Gwen tendit le bras et obtint un cri étouffé si rapidement qu’il crut avoir mal entendu. Le tremblement cessa puis reprit très légèrement.

« Clément ? »

Gwen tendit la main et caressa l’épaule du châtain mais ce dernier lui échappa.

Clément se recroquevilla une seconde sur lui-même puis souffla, essayant de faire abstraction du contact. Après tout, il l’avait vécu des dizaines, des centaines de fois. Et avant que ça devienne une aversion, il avait dû aimer, il ne s’en rappelait juste pas. Il y avait eu toute une période où il y avait réussi à être indifférent, peu de désir et peu de plaisir, mais pas de rejet pour autant. Et puis, après cette fois-là, il n’y était plus arrivé. Il redoutait l’acte et essayait de trouver des subterfuges pour le faire durer le moins longtemps possible mais il s’y pliait par peur du pire. Mon dieu, c’était tellement humiliant de faire ça. Il se sentait sale, il ne voulait juste plus qu’on le salisse davantage, qu’on l’oblige encore. Il ne voulait plus avoir peur.

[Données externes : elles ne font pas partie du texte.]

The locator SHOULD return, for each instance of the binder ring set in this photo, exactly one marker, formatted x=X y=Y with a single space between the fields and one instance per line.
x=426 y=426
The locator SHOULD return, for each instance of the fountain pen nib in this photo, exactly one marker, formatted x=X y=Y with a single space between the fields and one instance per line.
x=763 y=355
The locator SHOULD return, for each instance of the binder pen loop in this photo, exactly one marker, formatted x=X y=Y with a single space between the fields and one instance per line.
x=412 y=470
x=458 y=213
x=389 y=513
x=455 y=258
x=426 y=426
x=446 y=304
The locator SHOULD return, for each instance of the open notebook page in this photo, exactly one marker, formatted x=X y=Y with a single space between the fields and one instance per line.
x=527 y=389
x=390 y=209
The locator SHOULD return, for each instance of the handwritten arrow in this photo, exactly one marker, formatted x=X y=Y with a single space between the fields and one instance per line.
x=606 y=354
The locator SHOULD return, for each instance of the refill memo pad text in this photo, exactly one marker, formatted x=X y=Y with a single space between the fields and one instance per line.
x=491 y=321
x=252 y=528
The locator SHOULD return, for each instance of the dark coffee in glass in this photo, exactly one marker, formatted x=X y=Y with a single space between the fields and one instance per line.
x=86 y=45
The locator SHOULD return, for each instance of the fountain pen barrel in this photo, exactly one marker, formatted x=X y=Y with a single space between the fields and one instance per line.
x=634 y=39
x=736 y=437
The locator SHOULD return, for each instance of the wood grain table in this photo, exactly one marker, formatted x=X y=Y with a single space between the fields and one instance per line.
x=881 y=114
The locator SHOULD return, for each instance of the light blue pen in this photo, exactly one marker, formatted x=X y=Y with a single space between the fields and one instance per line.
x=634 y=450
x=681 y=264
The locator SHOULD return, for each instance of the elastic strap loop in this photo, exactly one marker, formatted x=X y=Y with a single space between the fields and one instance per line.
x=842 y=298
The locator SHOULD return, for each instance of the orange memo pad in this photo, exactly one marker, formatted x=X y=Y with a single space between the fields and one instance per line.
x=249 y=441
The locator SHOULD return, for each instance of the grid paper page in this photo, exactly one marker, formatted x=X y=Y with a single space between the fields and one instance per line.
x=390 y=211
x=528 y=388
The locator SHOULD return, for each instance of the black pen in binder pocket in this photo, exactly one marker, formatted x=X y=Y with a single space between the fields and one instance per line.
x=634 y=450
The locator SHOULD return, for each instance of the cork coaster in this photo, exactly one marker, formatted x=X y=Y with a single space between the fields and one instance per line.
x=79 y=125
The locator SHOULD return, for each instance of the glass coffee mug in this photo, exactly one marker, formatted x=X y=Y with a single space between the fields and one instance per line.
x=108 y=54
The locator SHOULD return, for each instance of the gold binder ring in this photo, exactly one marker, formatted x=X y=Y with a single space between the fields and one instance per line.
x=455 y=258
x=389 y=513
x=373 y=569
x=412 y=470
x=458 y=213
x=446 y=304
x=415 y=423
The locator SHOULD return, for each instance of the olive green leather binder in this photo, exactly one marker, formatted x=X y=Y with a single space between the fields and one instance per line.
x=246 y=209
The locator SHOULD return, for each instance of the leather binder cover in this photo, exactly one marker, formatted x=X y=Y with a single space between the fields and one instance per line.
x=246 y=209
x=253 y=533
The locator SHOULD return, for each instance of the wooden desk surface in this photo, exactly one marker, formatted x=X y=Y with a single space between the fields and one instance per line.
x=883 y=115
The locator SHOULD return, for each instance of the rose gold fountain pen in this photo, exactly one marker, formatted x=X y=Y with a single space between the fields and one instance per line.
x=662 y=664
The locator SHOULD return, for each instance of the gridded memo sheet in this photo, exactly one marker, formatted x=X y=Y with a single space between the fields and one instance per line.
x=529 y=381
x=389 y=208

« Clément ? répéta Gwen. »

Sentant que quelque chose se jouait et qu’il ignorait quoi, le brun tendit la main pour allumer. Clément cligna des yeux mais n’arriva pas à se calmer. Il commençait à hyperventiler sous l’effet de son cœur s’emballant. Pourtant, il reconnut très vite Gwen, il se raccrocha à la couleur de ses cheveux, puis aux deux langues d’encre qui sortaient du tee-shirt. Un petit soulagement s’empara de son corps, Gwen était réel. Il se rappela alors où il était et pourquoi. L’insomnie, la série… Il s’était endormi dans le lit du brun. Il ne comprenait pas ce qu’il lui arrivait, ni pourquoi il tremblait ainsi.

Le premier instinct de Gwen fut de le prendre dans ses bras pour le calmer. Mais Clément eut un tel mouvement de peur quand il approcha que Gwen s’arrêta immédiatement. Les mots de Jelani et Liam lui revinrent en mémoire, ne pas imposer un contact à une victime de violences, on ne sait jamais les réactions que cela peut engendrer.

« Clément, commença-t-il doucement. Regarde-moi.

— Désolé, hoqueta le plus âgé, se sentant complètement honteux et essayant d’arrêter les spasmes qui gagnaient son corps sous sa respiration de plus en plus difficile.

— Tu es en sécurité ici, Clém, dit Gwen en s’écartant pour lui laisser de l’espace. »

Il ne voulait surtout pas que Clément le ressente comme une menace.

Pendant plusieurs minutes, Gwen le laissa se calmer seul et ce fut absolument frustrant de ne pouvoir rien faire, juste dire des mots rassurants, sans queue ni tête.

Gwen se rappela ce qu’il avait vécu après son agression, cette sensation de perdre prise sur sa vie, que tout et n’importe quoi pouvait arriver et qu’il n’était plus maître de rien. Que n’importe qui, par pur caprice ou haine, pouvait décider de l’enfoncer dans les ténèbres.

Pendant un moment, il n’avait plus pu être en confiance avec les gens, lui qui était si ouvert. Ses relations en avaient pâti et il s’était recroquevillé sur lui-même plusieurs mois durant. Avant de finir par guérir, aidé par Jé, Liam, Laurie et Nina qui lui avaient rendu par petites touches sa personnalité. Il frotta sa clavicule et le tatouage incrusté dans sa peau. Sa réassurance était là sous ses doigts. Il n’avait plus besoin de le toucher mais à l’époque, rien que de l’effleurer le rassurait et lui permettait de reprendre pied, d’apaiser la colère qu’il ressentait. C’était un cadeau de Laurie, une façon de se réapproprier son corps, sa vie selon elle.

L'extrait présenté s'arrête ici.